Madsen explains that, whereas HROs rarely experience disasters firsthand, learning only from your own incidents provides relatively little learning. Organizations that seek high reliability must learn from incidents and near misses from other companies as well as from other sectors around the world.
After the 1979 Three Mile Island accident, the nuclear power industry formed the Institute of Nuclear Power Operations (INPO), which facilitates broad-based learning that promotes reliability. INPO functions as a center for safety excellence that goes much further than compliance with regulations. After the Deepwater Horizon disaster, the President’s Oil Spill Commission recommended that the oil industry create its own INPO-type organization.
A best practice from another sector is the FAA’s Aviation Safety Reporting System (ASRS). The NASA-administered program receives more than 50,000 anonymous near-miss reports each year. Former National Transportation Safety Board chairman Chris Hart reports that the program has significantly improved the safety and reliability of operations in aviation.
Do regulators and networks need to worry about their reliability?
Paul Schulman (Mills College) and Emery Roe (University of California, Berkeley) discuss the role of safety regulators for reliability-seeking organizations and sectors. They observe that effective regulations and regulators can raise performance standards across a sector. This helps to prevent some rivals from undercutting safety in order to gain a competitive advantage. An effective regulator also impacts operational practices and culture regarding reliability.
“Expecting a person to interpret and respond to a unique event in the moment is like blaming the goalie in soccer or ice hockey for every goal—reducing shots on goal is everyone’s job in a team sport, whereas the goalie is the last line of defense”
The authors go on to explain that safety regulators should continuously examine and improve their own performance.
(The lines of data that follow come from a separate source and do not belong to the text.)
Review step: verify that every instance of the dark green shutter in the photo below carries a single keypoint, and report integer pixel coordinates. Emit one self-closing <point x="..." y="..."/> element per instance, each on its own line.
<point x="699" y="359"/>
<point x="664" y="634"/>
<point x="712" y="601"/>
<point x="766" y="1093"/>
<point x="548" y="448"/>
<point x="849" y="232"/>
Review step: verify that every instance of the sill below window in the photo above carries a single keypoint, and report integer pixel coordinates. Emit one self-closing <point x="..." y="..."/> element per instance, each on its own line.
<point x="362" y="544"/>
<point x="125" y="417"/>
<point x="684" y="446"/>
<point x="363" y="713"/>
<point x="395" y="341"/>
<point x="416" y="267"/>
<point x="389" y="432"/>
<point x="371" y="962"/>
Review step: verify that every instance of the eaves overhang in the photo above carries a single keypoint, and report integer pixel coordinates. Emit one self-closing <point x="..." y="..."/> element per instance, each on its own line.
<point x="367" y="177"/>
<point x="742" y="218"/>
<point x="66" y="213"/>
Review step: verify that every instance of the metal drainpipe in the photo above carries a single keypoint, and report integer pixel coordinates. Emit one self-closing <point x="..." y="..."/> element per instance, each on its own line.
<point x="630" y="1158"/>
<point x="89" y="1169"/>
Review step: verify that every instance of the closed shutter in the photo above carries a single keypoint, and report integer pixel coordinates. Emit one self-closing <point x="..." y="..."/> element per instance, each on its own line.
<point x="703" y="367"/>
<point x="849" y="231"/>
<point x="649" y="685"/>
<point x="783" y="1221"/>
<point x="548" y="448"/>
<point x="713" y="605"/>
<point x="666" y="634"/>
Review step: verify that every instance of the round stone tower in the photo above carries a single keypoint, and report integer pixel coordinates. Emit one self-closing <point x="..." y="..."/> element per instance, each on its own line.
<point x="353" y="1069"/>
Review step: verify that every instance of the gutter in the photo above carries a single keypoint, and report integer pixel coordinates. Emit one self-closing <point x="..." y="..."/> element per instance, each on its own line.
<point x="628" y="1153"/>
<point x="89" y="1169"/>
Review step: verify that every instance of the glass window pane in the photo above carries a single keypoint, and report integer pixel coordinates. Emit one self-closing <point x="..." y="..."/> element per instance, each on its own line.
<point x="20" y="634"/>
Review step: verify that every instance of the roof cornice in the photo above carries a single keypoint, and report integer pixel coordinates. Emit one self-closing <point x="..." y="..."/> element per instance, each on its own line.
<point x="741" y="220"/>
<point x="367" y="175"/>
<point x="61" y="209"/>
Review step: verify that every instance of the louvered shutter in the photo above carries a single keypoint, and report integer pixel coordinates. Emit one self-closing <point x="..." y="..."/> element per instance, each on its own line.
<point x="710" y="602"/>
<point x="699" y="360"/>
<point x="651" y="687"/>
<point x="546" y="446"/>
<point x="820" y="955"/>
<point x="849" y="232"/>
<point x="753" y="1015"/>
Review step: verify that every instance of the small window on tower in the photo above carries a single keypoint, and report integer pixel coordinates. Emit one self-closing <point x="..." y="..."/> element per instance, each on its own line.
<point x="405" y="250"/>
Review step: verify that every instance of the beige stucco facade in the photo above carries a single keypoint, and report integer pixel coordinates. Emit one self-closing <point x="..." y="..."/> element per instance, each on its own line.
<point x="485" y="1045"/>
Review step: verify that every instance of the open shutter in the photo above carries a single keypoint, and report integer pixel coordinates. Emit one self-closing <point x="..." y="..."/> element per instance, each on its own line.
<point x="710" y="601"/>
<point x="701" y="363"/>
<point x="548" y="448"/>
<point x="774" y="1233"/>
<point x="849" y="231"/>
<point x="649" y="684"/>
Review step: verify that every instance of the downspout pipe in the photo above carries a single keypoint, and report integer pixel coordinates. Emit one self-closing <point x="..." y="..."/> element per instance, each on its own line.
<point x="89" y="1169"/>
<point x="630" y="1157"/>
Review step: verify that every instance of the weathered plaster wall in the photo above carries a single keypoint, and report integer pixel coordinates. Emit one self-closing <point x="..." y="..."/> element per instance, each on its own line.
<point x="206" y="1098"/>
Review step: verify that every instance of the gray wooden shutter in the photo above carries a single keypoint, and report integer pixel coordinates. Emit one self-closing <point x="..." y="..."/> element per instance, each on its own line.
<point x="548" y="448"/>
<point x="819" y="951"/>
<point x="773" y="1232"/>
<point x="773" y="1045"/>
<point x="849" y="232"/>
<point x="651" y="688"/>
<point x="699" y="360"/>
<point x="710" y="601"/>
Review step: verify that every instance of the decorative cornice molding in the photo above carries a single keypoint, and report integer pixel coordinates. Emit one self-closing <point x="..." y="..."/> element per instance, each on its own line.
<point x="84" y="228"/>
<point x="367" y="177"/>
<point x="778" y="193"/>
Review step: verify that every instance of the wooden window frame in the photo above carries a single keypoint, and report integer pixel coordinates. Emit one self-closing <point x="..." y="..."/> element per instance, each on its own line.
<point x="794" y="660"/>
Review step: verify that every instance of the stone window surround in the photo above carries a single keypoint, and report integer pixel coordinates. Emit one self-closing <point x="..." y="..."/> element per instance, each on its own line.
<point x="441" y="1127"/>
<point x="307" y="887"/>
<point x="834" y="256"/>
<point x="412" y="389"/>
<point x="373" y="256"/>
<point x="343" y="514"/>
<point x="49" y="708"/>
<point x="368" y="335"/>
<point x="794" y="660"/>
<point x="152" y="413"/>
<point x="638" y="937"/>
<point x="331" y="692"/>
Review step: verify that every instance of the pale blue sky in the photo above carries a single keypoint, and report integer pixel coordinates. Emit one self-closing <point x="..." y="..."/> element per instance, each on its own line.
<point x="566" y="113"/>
Regulators need to evaluate the effectiveness of their regulations and inspection activities to see if they are promoting primarily minimum compliance rather than actual improvements in safety and reliability. The self-evaluation by regulators should also ask “to what degree might adversarial relations between regulators and organizations lead to formalization and rigidity of safety management?” Regulators should also ask if their approach results in reliance on a small set of compliance metrics that are retrospective rather than prospective.
Schulman and Roe argue that the challenge of reliability effectiveness “has been neglected by both regulatory agencies and their individual regulatees: the challenge is increasingly one of promoting the management of reliability across organizations, particularly interconnected organizations in networks [supply chain, etc.]. Networked reliability and risk are now in combination one of the most important challenges facing the understanding and pursuit of system reliability in the modern era.”
Reliability and sustainability
Nuclear power plants in the U.S. are most often viewed as examples of high-reliability organizations. In terms of near-term avoidance of major incidents and unplanned outages their operations are reliable. However, if the time frame is expanded and we include environmental sustainability, the chronic unsolved problem of nuclear waste generation and storage can force us to rethink what we mean by reliability. Schulman and Roe explain that “reliability analysis, cast on an extended time frame, must inevitably address risks and consequences that current ‘reliable’ operations are likely to impose on future generations.